Loss, Undersea is an interactive narrative/multimedia semantics project by Fox Harrell in which a character moving through a standard workday encounters a world submerging into the depths -- a double-scope story of banal life blended with a fantastic Atlantean metaphor. As a user selects emotion-driven actions for the character to perform, the character transforms -- sea creature extensions protrude and calcify around him -- and poetic text narrating his loss of humanity and the human world undersea ensues.
The Living Liberia Fabric, initiated in affiliation with the Truth and Reconciliation Commission (TRC) of Liberia, is an interactive, web-based narrative supporting the goal of lasting peace after years of civil war (1979-2003). It links concerns for liberation, dignity, and the future with needs for cultural foundations, human rights, truth, and reconciliation. Our system is based in Liberia's culture and the specifics of the conflicts, hence representing our cultural computing perspective.

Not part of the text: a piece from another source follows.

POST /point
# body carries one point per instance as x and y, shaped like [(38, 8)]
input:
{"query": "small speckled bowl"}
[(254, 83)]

The Final Report of the Republic of Liberia Truth and Reconciliation Commission (TRC) states:
While Liberia has often been hailed as one of the only African nations never to be colonized, the historical facts are more complex. The settlements of repatriated Africans were in fact, governed by white American agents of the American Colonization Society for the first several years of their existence.

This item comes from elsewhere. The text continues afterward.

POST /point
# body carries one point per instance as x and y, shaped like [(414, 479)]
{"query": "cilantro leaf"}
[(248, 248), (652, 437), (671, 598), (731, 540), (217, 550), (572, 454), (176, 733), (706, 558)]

… the American Colonization Society, and later the fledgling Liberian government, was at war with various indigenous tribes over territory and trade routes throughout the 1800s. Liberia’s complex history created a 'state of contestation' which remains today a major source of conflict and disunity.

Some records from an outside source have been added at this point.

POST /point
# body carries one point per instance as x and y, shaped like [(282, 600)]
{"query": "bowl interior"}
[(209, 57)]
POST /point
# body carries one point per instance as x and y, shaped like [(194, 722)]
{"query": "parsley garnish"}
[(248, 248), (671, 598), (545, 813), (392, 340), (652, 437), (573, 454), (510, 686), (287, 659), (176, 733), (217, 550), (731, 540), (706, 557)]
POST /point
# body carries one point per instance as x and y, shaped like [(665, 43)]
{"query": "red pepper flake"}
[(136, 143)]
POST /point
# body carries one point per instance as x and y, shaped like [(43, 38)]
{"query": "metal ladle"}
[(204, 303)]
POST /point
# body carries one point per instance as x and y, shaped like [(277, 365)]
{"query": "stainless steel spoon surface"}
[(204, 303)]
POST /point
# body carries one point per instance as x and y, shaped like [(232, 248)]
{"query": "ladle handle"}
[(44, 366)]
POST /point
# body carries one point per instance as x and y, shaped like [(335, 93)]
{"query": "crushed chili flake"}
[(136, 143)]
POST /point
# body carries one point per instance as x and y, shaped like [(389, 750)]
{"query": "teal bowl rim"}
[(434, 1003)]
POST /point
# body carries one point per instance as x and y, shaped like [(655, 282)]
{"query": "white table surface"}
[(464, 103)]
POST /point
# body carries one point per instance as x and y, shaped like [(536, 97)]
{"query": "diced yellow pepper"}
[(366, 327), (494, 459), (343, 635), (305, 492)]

DefineMe: Chimera is a social networking (Facebook) application in which users define metaphorical profiles and avatars for each other, and several games and avatar creation systems where users' representations change dynamically based upon social context, user interaction, and artifact use. The DefineMe database is designed to be lightweight, dynamic, and extensible, while implementing categorical relationships between members. When comparing profiles, DefineMe is designed to match lexical items and logical relations directly, or it can compare the structures of profiles following insights from the analogical structure-mapping engine (SME) developed by Ken Forbus et. al. Influenced by Eleanor Rosch's influential prototype theory, the labeling system can also be used to define aspects of categories themselves. For instance, a 'robin' tag can be added to the category, 'birds,' to define the prototype of that category. In this way, members can belong to multiple groups, but individuals can represent the prototypical members of groups. This relatively lightweight structure avoids some of the pre-defined categorization built into many social networking infrastructures, and has the potential to more nuanced identity phenomena than many hierarchically organized social networking profiles allow.